Zhang Chi, Cheng Min, Dong Naifu, Sun Dongjie, Ma Haichun
Department of Anesthesiology, The First Hospital of Jilin University, Changchun, China.
College of Basic Medical Sciences, Jilin University, Changchun, China.
Front Aging Neurosci. 2022 May 27;14:918217. doi: 10.3389/fnagi.2022.918217. eCollection 2022.
Depression currently affects 4% of the world's population; it is associated with disability in 11% of the global population. Moreover, there are limited resources to treat depression effectively. Therefore, we aimed to identify a promising novel therapeutic target for depression using bioinformatic analysis. The GSE54568, GSE54570, GSE87610, and GSE92538 gene expression data profiles were retrieved from the Gene Expression Omnibus (GEO) database. We prepared the four GEO profiles for differential analysis, protein-protein interaction (PPI) network construction, and weighted gene co-expression network analysis (WGCNA). Gene Ontology functional enrichment and Kyoto Encyclopedia of Genes and Genomes metabolic pathway analyses were conducted to determine the key functions of the corresponding genes. Additionally, we performed correlation analyses of the hub genes with transcription factors, immune genes, and N6-methyladenosine (m6A) genes to reveal the functional landscape of the core genes associated with depression. Compared with the control samples, the depression samples contained 110 differentially expressed genes (DEGs), which comprised 56 downregulated and 54 upregulated DEGs. Moreover, using the WGCNA and PPI clustering analysis, the blue module and cluster 1 were found to be significantly correlated with depression. was the only common gene identified using the differential analysis and WGCNA; thus, it was used as the hub gene. According to the enrichment analyses, GTF2F2 was predominantly involved in the cell cycle and JAK-STAT, PI3K-Akt, and p53 signaling pathways. Furthermore, differential and correlation analyses revealed that 9 transcription factors, 12 immune genes, and 2 m6A genes were associated with GTF2F2 in depression samples. GTF2F2 may serve as a promising diagnostic biomarker and treatment target of depression, and this study provides a novel perspective and valuable information to explore the molecular mechanism of depression.

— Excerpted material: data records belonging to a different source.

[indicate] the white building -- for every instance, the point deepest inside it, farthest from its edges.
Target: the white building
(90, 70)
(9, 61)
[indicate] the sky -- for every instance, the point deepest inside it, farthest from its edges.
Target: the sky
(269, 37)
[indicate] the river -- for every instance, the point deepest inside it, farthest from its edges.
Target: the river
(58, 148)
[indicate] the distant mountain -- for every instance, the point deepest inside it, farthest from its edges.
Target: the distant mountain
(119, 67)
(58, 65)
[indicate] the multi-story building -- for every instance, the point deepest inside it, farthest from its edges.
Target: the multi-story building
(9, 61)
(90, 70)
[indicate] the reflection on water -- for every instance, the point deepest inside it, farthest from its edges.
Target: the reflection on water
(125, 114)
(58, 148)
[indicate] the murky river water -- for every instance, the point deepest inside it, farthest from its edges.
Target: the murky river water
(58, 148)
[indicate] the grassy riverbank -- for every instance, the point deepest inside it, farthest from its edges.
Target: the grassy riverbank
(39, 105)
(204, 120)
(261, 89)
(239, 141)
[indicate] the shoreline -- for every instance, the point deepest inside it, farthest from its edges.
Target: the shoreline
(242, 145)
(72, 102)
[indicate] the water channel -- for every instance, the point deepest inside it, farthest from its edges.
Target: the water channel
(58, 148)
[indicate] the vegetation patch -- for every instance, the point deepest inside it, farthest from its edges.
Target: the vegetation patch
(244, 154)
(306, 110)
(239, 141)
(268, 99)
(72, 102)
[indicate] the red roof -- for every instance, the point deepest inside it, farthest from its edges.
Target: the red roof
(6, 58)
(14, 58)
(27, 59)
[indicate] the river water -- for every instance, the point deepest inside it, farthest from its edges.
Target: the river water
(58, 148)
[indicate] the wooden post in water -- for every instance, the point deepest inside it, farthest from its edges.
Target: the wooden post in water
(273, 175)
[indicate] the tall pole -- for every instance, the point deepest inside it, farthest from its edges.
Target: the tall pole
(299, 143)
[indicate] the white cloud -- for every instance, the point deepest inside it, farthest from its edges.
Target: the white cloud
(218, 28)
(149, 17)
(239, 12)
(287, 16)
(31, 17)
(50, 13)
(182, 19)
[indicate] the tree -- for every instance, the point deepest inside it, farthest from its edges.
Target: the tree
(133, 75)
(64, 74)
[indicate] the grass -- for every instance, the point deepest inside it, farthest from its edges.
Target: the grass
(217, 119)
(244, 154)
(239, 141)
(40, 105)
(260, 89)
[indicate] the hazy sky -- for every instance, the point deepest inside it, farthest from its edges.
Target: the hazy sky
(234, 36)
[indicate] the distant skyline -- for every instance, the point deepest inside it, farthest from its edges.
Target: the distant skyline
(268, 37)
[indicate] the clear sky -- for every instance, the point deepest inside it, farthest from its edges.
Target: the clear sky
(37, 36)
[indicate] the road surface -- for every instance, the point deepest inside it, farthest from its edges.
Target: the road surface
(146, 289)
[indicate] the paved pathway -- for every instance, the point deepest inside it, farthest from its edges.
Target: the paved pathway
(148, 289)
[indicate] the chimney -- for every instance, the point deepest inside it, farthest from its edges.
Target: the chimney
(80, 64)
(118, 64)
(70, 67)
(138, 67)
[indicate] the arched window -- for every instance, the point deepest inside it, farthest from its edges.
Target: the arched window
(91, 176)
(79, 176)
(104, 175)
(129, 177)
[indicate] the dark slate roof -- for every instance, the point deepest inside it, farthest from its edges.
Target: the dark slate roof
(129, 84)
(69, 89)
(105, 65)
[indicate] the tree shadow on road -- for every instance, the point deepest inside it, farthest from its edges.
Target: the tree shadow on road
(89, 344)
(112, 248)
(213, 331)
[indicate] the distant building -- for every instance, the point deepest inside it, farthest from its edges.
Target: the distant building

抑郁症目前影响着全球4%的人口;在全球11%的人口中,抑郁症与残疾有关。此外,有效治疗抑郁症的资源有限。因此,我们旨在通过生物信息学分析确定一个有前景的抑郁症新治疗靶点。从基因表达综合数据库(GEO)中检索了GSE54568、GSE54570、GSE87610和GSE92538基因表达数据概况。我们准备了这四个GEO概况用于差异分析、蛋白质-蛋白质相互作用(PPI)网络构建和加权基因共表达网络分析(WGCNA)。进行基因本体功能富集分析和京都基因与基因组百科全书代谢途径分析,以确定相应基因的关键功能。此外,我们对枢纽基因与转录因子、免疫基因和N6-甲基腺苷(m6A)基因进行了相关性分析,以揭示与抑郁症相关的核心基因的功能格局。与对照样本相比,抑郁症样本包含110个差异表达基因(DEG),其中56个DEG下调,54个DEG上调。此外,通过WGCNA和PPI聚类分析,发现蓝色模块和聚类1与抑郁症显著相关。GTF2F2是通过差异分析和WGCNA鉴定出的唯一共同基因;因此,它被用作枢纽基因。根据富集分析,GTF2F2主要参与细胞周期以及JAK-STAT、PI3K-Akt和p53信号通路。此外,差异分析和相关性分析表明,在抑郁症样本中,9个转录因子、12个免疫基因和2个m6A基因与GTF2F2相关。GTF2F2可能是一个有前景的抑郁症诊断生物标志物和治疗靶点,本研究为探索抑郁症的分子机制提供了新的视角和有价值的信息。